A cuppa with a touch of pu-erh

A cuppa with a touch of pu-erh

The good thing about the loose version is that you get to play around with blending them with other loose teas you may have on hand. Mine was, so I did.

Recently, I discovered that some pu-erh leftover from a sample pack went well with another tea blend (Keemun and Assam) I had. The leaf piece sizes were about the same, and both were fully-oxidized (that is, “black”) teas. That means both could take the same water temperature. While the kettle was coming to a boil, I mixed some of each tea type and put them in the pot to steep.

There was a voice in my head going, “What are you doing? You love that black tea blend. You’re gonna muck it up by adding some pu-erh? What if you don’t like it?” I found myself answering, “Well, I like that pu-erh, too, so if I add a touch of it to this black tea, what’s the risk? Besides, a bit of risk can be a good thing. We get a lot of new inventions that way.” And that voice says, “Like what?” But then the water in the kettle was boiling, so I had to pour and put the lid on the pot for the steeping. I set the timer for six minutes and began reflecting back over those fly-by-the-seat-of-their-pants inventors responsible for some of the marvels we take for granted now.

Probably the biggest is the taming and controlling of electricity, then learning how to purposely generate and store it. This comes to mind in large part because my stove is electric and because of the increasing popularity of electric kettles.
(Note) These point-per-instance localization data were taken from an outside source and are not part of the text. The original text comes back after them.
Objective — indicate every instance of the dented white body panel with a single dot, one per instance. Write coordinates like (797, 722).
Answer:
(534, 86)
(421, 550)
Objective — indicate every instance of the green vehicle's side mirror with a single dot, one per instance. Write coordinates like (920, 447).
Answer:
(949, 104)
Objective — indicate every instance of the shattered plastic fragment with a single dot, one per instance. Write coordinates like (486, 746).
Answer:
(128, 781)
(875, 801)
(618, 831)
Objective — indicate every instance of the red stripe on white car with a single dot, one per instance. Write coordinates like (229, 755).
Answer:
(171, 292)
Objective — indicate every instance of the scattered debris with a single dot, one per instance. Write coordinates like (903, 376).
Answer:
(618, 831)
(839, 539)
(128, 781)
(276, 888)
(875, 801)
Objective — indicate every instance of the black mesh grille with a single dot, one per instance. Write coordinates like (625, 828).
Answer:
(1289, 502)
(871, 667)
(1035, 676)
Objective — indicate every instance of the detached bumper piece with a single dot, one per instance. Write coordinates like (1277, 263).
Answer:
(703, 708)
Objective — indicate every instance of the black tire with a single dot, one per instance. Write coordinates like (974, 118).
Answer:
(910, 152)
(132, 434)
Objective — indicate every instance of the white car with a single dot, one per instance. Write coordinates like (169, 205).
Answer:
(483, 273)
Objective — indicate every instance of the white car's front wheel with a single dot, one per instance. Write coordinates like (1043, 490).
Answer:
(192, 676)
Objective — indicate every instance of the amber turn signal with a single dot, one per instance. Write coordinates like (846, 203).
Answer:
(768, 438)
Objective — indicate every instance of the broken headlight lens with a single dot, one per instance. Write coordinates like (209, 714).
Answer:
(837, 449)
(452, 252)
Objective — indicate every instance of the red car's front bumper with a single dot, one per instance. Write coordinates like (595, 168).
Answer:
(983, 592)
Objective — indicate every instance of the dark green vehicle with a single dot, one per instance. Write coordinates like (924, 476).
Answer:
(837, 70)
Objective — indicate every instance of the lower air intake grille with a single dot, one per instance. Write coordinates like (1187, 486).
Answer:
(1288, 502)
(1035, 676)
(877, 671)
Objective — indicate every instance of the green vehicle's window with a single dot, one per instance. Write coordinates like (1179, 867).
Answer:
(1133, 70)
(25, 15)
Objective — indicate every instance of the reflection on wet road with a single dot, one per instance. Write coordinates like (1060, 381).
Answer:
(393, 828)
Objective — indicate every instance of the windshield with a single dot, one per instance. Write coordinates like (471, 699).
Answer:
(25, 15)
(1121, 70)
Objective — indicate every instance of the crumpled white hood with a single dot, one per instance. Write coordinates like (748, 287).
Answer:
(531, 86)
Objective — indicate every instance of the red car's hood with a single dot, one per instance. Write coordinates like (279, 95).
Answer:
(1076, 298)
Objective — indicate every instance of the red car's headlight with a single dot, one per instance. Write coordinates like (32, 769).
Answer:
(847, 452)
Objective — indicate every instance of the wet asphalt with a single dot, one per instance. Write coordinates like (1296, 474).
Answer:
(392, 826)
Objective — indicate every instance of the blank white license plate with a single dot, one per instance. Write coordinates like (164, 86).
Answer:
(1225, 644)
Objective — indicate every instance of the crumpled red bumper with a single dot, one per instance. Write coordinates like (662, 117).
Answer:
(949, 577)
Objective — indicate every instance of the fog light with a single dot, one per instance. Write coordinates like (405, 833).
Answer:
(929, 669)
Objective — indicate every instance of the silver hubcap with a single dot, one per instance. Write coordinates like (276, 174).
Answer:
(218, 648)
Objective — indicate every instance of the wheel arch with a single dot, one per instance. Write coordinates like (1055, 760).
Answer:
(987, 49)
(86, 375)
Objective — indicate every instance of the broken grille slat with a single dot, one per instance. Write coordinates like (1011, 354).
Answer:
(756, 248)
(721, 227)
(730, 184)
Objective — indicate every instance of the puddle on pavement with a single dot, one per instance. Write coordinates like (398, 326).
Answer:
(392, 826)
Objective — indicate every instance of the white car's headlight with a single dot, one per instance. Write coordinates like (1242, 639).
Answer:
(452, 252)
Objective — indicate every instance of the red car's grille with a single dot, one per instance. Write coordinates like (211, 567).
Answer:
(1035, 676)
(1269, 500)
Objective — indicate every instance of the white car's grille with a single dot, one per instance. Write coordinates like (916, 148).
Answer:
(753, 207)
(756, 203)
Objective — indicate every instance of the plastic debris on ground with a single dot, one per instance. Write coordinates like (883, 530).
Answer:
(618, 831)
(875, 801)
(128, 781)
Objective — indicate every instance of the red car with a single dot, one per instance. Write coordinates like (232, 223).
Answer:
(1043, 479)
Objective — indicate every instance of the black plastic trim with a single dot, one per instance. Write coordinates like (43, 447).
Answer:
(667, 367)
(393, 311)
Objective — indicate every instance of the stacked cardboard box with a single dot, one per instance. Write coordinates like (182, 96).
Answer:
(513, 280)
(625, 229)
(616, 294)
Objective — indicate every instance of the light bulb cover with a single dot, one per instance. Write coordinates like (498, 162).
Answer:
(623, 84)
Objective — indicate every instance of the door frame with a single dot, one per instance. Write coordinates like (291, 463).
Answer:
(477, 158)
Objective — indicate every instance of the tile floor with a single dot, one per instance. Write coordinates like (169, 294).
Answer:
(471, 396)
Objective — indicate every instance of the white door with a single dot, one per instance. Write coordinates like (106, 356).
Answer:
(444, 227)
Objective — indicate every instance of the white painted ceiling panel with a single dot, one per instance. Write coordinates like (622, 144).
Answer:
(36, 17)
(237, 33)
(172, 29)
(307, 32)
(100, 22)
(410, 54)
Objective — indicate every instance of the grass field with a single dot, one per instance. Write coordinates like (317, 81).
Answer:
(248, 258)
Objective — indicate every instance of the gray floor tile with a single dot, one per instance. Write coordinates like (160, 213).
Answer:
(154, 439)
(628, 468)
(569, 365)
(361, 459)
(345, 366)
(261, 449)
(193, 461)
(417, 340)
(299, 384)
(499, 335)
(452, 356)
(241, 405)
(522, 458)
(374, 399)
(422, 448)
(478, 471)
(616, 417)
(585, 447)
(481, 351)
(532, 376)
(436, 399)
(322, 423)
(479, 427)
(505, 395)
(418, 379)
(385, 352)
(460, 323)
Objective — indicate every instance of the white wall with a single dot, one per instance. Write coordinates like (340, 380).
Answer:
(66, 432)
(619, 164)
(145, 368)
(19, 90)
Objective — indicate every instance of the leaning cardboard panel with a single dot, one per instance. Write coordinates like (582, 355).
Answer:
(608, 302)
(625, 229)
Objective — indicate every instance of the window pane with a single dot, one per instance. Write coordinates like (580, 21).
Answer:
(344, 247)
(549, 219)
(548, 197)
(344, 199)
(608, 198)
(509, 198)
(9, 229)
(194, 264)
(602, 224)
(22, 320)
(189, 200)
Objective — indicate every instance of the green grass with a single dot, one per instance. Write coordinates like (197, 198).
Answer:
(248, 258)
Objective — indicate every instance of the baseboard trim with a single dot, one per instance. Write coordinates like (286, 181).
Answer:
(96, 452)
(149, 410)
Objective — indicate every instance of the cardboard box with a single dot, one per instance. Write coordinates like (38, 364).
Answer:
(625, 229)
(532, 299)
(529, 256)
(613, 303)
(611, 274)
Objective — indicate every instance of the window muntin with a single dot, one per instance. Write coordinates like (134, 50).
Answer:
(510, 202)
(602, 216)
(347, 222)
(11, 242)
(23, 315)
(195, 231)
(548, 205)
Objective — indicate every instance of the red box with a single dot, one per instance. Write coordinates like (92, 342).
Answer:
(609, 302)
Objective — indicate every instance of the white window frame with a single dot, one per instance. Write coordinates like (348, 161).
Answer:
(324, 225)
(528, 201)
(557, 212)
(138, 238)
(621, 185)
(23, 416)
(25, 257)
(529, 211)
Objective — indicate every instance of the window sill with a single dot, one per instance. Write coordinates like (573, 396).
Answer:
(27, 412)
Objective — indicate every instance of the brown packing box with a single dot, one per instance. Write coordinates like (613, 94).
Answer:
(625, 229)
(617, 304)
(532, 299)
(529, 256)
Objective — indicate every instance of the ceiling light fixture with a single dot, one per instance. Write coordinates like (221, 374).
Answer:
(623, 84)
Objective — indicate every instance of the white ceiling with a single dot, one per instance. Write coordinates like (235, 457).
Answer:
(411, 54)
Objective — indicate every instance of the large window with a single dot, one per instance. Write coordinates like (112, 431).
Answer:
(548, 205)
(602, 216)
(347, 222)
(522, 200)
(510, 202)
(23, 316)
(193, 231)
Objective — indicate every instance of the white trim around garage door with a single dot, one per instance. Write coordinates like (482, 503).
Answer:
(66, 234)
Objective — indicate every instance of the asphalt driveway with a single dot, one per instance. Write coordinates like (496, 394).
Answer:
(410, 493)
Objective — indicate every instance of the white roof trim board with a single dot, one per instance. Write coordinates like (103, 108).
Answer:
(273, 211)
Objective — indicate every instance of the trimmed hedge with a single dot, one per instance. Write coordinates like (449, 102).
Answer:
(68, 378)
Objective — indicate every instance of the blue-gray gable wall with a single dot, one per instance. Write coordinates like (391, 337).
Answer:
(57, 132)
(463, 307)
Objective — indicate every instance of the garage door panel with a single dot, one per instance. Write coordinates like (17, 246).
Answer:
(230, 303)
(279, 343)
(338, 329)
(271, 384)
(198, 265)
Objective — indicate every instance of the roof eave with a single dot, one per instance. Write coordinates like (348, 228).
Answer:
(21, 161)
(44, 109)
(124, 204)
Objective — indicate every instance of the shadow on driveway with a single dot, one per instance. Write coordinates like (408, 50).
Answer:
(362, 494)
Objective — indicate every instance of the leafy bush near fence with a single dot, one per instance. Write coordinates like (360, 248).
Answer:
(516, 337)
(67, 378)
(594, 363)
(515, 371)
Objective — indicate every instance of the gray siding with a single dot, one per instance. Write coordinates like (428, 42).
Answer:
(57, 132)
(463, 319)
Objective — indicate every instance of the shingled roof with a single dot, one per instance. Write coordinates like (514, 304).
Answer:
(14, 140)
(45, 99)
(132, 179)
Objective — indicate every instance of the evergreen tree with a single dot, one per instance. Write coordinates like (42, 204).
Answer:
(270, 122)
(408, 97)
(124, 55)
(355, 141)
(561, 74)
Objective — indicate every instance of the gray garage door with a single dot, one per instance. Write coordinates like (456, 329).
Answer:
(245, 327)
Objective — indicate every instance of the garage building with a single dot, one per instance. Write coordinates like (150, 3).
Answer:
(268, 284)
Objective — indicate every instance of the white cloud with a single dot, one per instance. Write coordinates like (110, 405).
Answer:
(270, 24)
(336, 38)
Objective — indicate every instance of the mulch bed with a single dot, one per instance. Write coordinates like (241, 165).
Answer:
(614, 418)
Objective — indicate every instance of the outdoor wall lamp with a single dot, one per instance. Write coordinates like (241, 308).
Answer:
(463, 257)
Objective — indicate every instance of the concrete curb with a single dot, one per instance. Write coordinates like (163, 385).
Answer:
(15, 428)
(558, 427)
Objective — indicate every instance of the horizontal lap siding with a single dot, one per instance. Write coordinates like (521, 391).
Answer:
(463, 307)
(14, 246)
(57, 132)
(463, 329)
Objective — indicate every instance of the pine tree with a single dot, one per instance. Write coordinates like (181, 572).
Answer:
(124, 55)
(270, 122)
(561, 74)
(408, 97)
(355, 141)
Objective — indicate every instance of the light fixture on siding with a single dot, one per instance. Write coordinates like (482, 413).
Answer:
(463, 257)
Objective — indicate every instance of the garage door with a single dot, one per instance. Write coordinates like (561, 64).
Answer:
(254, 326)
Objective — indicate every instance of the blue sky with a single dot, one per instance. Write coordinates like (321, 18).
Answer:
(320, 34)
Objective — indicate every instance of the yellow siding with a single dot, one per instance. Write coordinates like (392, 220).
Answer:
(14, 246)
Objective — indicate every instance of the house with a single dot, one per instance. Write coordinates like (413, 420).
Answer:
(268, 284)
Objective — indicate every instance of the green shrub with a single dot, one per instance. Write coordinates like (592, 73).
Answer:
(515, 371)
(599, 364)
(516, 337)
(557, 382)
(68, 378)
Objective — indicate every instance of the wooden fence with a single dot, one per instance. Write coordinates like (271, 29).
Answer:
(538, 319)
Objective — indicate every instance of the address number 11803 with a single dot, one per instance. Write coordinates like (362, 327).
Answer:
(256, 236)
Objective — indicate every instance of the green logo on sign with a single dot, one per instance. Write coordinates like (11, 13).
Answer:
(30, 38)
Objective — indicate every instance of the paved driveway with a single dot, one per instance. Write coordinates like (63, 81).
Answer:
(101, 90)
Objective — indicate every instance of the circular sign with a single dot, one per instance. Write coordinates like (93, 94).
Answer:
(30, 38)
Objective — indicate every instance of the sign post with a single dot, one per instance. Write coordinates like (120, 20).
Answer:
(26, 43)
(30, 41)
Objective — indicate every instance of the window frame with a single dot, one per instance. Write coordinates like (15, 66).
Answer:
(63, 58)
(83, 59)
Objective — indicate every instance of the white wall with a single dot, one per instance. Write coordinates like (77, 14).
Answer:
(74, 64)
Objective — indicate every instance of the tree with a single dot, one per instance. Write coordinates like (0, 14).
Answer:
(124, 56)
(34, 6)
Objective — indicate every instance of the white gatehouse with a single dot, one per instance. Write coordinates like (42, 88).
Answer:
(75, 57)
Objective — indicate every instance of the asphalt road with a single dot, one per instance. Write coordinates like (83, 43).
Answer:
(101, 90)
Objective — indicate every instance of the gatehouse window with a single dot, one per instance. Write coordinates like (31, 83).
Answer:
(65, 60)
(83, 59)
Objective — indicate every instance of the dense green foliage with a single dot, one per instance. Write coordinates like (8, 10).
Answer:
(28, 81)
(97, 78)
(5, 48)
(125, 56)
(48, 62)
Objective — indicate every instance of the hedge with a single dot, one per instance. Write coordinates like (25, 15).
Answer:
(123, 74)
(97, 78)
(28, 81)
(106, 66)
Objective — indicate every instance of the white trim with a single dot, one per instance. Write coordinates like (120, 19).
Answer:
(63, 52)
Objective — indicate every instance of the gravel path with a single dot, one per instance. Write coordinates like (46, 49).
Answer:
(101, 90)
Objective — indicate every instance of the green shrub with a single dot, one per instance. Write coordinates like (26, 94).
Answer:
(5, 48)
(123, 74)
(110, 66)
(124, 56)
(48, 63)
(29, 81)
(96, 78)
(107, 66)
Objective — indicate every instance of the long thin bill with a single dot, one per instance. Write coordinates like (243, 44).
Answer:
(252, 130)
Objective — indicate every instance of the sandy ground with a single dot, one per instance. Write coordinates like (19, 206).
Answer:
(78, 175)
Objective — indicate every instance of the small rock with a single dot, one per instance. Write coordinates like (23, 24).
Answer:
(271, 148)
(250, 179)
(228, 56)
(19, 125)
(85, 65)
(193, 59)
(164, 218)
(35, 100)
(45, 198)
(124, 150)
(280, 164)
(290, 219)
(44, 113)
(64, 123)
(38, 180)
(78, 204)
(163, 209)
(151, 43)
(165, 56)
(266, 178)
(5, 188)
I think of Benjamin Franklin flying his kite in an electrical storm, and of Thomas Edison and Nikola Tesla with their competing theories of how best to generate and distribute electricity to brighten homes and improve lives. (Edison won out.)

Meanwhile, my tea had steeped and the great moment of truth had arrived. I poured a cuppa. It was dark brown in color and looked like coffee. I inhaled the aroma. The pu-erh character was definitely there but not so strong that you’d think you were in some primeval forest (one where the leaves lie thick between the tree trunks and, thanks to the sweet drops of rain they have soaked up through decades and possibly centuries, exude the aroma of their gentle decay that turns them into soil). I take a sip. The pu-erh flavor is there, too. But again not so overly strong, more like the breeze blowing through that forest and gathering up molecules of decaying leaf scent to carry along. In other words, it was great!

Time to try it with a bit of milk and some sweetener. Again, fabulous with a smoothness combining with the pu-erh flavor and that black tea blend. Rich and satisfying, each sip was a real treat. The risk paid off.

Do you have some pu-erh lying around, maybe some that a well-meaning friend gave you? Try mixing it with another black tea. It will add a nice touch to your cup — that pu-erh touch!